Also if it matters....I'm using beefy 1N5408 diodes for the rectifier. I know it's overkill but I have them already.

I guess they were added as best practice to reduce diode switching noise.
Neither the 90s or the 2002 reissues bother with those snubbers.
https://www.drtube.com/marshall-reissues/

Yup, I know. I've been inside many of the reissues and have never seen those snubbers on anything.

I have a 73 Super Lead and it has one snubber on the board but it had been disconnected at some point in the last 50 years. It's still there for originality I guess? It's not doing anything though.

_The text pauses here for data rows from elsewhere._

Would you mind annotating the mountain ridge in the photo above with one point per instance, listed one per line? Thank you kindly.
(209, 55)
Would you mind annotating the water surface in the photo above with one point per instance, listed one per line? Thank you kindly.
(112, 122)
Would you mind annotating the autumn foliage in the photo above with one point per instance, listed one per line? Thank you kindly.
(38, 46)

It's just a curiosity for me.

Not sure.#

They might be used to
- reduce standby switching pops.
- prevent arcing of the standby switch contacts for longer switch life,
- mitigate mains HF noise entering the amp,
- lower diode switching noise.

My '68 Super Lead doesn't have them but uses a different standby switch interrupting DC.

I'm using modern reissue power and standby switches. I guess I'll skip the snubbers and see how it goes.

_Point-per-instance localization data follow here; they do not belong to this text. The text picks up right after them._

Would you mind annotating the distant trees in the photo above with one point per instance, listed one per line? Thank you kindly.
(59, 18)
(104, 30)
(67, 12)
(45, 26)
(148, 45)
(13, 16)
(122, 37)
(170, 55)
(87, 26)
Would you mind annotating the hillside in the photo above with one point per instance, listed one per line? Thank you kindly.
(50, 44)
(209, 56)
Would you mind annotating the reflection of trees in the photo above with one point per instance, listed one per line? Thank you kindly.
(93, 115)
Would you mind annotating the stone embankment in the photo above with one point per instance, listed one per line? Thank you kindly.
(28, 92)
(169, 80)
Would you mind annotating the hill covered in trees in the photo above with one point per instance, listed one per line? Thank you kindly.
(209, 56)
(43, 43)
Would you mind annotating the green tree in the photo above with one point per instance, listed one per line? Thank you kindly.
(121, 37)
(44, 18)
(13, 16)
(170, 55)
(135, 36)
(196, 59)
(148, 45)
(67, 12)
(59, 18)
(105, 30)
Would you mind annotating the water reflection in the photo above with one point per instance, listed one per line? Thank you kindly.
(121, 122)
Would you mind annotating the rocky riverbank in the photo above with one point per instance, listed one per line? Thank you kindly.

I'm still curious about how they're connected though. The schematic shows a no-connection at the PT center tap. So where are they actually going? Two caps in series from one HV secondary to the other? I don't understand. Is that an error? Or is it because the center tap doesn't actually connect to 0v ground? WTF is happening here?????

I'm late getting to a vintage plexi build project but I've done a ton of research, and... Most of the guys on the Marshall specific forums have chosen to omit those snubbers in their builds (for their own various reasons) and I never read about it being a problem in my perusing.

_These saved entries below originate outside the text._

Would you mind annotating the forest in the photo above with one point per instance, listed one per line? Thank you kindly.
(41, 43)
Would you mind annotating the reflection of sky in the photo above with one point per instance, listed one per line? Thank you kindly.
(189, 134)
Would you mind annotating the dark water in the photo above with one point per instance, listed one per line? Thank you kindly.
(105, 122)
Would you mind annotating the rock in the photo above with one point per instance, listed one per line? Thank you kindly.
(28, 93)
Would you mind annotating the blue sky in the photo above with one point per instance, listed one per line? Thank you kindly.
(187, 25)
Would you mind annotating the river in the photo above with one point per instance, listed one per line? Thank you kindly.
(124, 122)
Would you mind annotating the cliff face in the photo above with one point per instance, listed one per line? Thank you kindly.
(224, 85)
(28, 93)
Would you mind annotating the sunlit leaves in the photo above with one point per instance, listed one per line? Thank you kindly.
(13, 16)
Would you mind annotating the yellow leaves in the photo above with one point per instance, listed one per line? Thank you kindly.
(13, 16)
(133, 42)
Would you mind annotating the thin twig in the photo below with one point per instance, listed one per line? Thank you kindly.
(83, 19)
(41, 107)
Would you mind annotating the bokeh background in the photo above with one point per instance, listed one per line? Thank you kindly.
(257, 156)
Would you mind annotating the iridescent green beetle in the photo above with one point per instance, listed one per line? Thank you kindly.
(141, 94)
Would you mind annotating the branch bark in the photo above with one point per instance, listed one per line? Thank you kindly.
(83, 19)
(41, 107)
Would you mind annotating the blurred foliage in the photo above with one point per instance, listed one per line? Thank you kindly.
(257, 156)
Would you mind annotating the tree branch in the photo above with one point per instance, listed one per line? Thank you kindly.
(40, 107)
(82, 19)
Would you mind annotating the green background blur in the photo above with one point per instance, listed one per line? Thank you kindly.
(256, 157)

If they are connected to the HT center tap, then it kind of seems like a bad idea maybe? If one of those caps shorts then you melt a PT? I admit I'm an ignorant mongo but I'm failing to see how the benefit outweighs the potential for disaster.

I think it's a schematic error missing a connection dot.

Okay because the 50w schematics show the connection dot but the CT is going to actual 0v ground. I thought maybe there was some difference for some reason that I don't yet understand.

As shown in that schematic, the CT is sitting at 50% B+, and the diode bridge acts as two sets of full-wave rectifiers with one set developing -50% and the other set developing +50%. That has the distinct advantage of allowing each 100uF cap to be stiffly regulated, and not need balancing resistors per se. But put bleed resistors in if doing a clone imho. That is not an uncommon rectifier configuration.

The B+ load is going to be reasonably high, even at idle, due to the quad - that means the charging current pulses have a highish peak as the peak depends on the half-winding resistance (which is lower than for a full winding) and the load current and the use of a reasonably large 100uF value. I'd suggest the 0.22uF caps are there to avoid diode turn-off and recovery induced noise from becoming noticeable. The reverse recovery effect can be mitigated by using modern UF5408. The turn-off effect can be mitigated by using a 'tuned snubber', as per the quasi-modo test setup (over on diyaudio). The noise is generated by the leakage inductance in the power transformer, which if left untamed can often easily leak out past the diodes and splatter into sensitive parts of the circuitry - perhaps not noticeable, but likely to be seen on scope plots as it can also easily couple over into the heater and bias windings to 'get out'.

You may not notice and hence not worry about this issue, but if you do then I suggest at least use UF5408, and if you're really keen (and have enough instrumentation) then set up a quasi-modo style test - but note that the snubber capacitors must be AC rated for full-time 50% secondary voltage (plus margin) and be at least X rated (to avoid any stress if they start failing).

That rectifier configuration doesn't make it easy to fuse at the windings, and I'd suggest that if the B+ feed fuse popped then the OPT and choke would likely get hit with a stressful high voltage spike.

Thank you for this nice explanation. It's above my pay grade, but after reading it and researching a little further I think I sort of get it.

On this matter, FWIW and unless I'm mistaken...

The "failure mode" for components is considered in their selection for duty (and indicated in their type model by specs). And I think "snubber capacitors" are designed to fail "open", rather than fail "short".

So then it would be like they're not there at all. Makes sense.


Is it possible these things were spec'd in those early 70s units because there's no filter reservoir before the standby switch?

Possibly? This goes beyond MY pay grade. Maybe inrush charging the caps after the switch caused a problem with some switch in some test. It's possible a different switch was used in the actual amps and so never was a problem. Or that the standby switch location was ignored on other models with snubbers indicated in the schematics. I've often seen design artifacts in amps or their schematics that don't make immediate sense, but don't usually cause any harm. And in this case, as in others, it's not uncommon to see that the actual amps don't always match the factory schematic.